Золотов за время пребывания на Пожме заметно поблек, осунулся, стал еще злее. Мороз действовал на него угнетающе.
— Что приуныл, Григорий Андреич? Скоро буровую пускать
Золотов искоса взглянул на него, вздохнул.
— Чего приуныл, спрашиваете? А чему радоваться? Жизнь не веселит, вот и приуныл. Сводку недельной давности читали? Помните? Ну вот… А от сына третий месяц писем нет, жена в Грозном одна… Вот и радуйся! Вас тоже, между прочим, за этот месяц скрутило, как я погляжу. Скулы вон обтянуло, а голос как у заклятого пьяницы стал — с хрипом. А уж, кажется, чего бы недоставало в вашем холостяцком положении!
— В самом деле: чего бы недоставало! — засмеялся Николай. — Жизнь действительно круто с нас спросила. А тут еще морозы навалились перед самой весной. Лишнее осложнение…
Помолчали. Николай вздохнул о своем: не было писем от Вали, от отца с матерью. Золотов молчал, барабанил пальцами по столу.
— Я вот что хотел спросить… — сказал Николай. — Комсомольцы вызвались по шесть часов отработать, несмотря на актировку дней. Но главное теперь не в них, а в вас, буровиках. Раньше забуримся — раньше выйдем на проектную глубину. Вы как на это смотрите, Григорий Андреич?
— Север обмануть хотите? — насмешливо спросил Золотов. — Я не возражаю выйти с бригадой, повозиться на оснастке, помочь кое в чем монтажникам… Но бурить в такие морозы — это безрассудство. Надо еще котлы разогреть! А потом можно заморозить трубы, и двухнедельная работа пойдет ко всем чертям. Вы подумайте только!
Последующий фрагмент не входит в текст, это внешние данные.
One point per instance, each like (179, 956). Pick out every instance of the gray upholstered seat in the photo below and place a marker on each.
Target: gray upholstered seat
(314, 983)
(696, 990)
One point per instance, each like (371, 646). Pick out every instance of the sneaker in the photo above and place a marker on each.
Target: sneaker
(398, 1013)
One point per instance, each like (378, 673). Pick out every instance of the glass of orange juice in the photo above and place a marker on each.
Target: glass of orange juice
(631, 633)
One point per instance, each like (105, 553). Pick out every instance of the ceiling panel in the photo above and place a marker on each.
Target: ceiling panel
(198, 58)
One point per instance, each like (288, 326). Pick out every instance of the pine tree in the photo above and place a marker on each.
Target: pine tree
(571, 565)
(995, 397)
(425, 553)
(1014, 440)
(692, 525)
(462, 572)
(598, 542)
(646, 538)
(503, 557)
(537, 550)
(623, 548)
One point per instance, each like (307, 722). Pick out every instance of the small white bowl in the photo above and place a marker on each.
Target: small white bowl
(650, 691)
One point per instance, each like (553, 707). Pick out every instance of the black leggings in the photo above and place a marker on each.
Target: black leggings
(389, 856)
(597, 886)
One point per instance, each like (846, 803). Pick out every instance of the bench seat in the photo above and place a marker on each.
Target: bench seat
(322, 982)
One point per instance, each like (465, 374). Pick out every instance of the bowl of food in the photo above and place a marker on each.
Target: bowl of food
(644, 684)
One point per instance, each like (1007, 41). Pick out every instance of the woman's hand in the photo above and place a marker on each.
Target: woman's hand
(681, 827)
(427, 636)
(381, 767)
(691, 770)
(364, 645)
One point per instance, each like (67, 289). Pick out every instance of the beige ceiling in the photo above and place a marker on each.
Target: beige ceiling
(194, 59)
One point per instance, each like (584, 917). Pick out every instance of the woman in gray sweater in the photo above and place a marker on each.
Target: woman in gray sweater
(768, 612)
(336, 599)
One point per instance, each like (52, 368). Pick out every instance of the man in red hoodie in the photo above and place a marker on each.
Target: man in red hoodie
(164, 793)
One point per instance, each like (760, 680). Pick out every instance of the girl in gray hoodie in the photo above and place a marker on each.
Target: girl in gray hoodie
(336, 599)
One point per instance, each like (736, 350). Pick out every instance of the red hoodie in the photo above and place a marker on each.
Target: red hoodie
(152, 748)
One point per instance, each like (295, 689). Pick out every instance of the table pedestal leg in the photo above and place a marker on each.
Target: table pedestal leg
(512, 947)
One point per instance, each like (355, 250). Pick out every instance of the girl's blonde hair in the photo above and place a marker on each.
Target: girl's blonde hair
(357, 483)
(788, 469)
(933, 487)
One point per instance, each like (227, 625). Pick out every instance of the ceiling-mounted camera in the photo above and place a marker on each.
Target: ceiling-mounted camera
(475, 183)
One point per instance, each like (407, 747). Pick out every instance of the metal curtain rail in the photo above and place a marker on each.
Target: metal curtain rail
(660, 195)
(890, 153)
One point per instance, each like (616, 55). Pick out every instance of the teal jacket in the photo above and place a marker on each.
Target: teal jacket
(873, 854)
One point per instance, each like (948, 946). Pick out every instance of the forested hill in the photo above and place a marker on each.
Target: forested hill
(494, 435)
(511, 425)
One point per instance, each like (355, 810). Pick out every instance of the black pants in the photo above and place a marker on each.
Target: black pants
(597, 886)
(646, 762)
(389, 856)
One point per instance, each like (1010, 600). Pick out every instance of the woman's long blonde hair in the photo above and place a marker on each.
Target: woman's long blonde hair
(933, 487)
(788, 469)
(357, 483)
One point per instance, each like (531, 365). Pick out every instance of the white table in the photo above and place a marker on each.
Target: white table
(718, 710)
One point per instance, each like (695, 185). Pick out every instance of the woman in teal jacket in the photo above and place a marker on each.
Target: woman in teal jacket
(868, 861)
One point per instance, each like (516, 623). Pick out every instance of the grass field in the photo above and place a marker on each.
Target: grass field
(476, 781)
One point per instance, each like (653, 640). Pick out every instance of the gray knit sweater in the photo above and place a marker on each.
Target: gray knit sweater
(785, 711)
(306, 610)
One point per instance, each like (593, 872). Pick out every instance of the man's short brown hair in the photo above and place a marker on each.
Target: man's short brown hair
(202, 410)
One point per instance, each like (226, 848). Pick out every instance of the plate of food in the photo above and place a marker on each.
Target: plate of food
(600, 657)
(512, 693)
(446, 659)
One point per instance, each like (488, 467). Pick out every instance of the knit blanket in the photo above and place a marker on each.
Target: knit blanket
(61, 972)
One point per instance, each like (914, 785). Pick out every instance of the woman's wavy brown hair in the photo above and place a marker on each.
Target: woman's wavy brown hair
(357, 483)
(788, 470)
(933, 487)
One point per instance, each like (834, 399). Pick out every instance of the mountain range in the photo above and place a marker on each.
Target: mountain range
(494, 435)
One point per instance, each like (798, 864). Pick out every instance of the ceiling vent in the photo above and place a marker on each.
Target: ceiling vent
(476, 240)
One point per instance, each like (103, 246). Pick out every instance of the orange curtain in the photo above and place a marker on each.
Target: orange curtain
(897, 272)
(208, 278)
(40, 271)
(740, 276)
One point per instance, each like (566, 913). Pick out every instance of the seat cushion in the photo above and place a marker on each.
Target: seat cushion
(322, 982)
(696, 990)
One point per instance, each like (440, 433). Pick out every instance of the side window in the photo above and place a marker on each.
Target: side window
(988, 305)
Да, Николай, пожалуй, перегнул. Он думал о проходке, а о котельной вроде бы и в самом деле забыл! Нехорошо…
— А может, попробуем все же?..
— Да ведь и «галифе» на вышке не обшито, о чем вы говорите, Николай Алексеевич? — искренне возмутился Золотов. — Горячку по молодости пороть — это еще не значит торопить дело! Послушайте совета!
Пришла очередь барабанить по столу Николаю. Золотов понимал его:
— Я сказал, что комсомольцев мы поддержим, подготовим буровую так, чтобы с первым потеплением пустить долото в работу. Можно даже растапливать котлы. Но трубопроводы пока отключить, не рисковать.
«Из-за одного-двух дней можно в самом деле потерять потом две недели. Золотов прав!
Но два дня — это через полтора-два месяца нам может стоить до пятисот тонн нефти. Двести тонн бензина! Танковая атака с глубоким прорывом! Не прав Золотов.
Однако чем и как его убедить? Вот вопрос… Говорит он совершенно справедливые вещи, и спорить с ним почти глупо… А может, не убеждать, а просто приказать — и все!»
По-видимому, Золотов чувствовал внутреннюю работу Николая. Он встал, несколько раз прошелся вокруг стола из угла в угол. Николай заметил его волнение.
— Ваш сын в каких войсках служит? — спросил он неожиданно.
— Танкист…
— У меня невеста, врач, на фронте. Друзья по институту там же… — зачем-то признался Николай.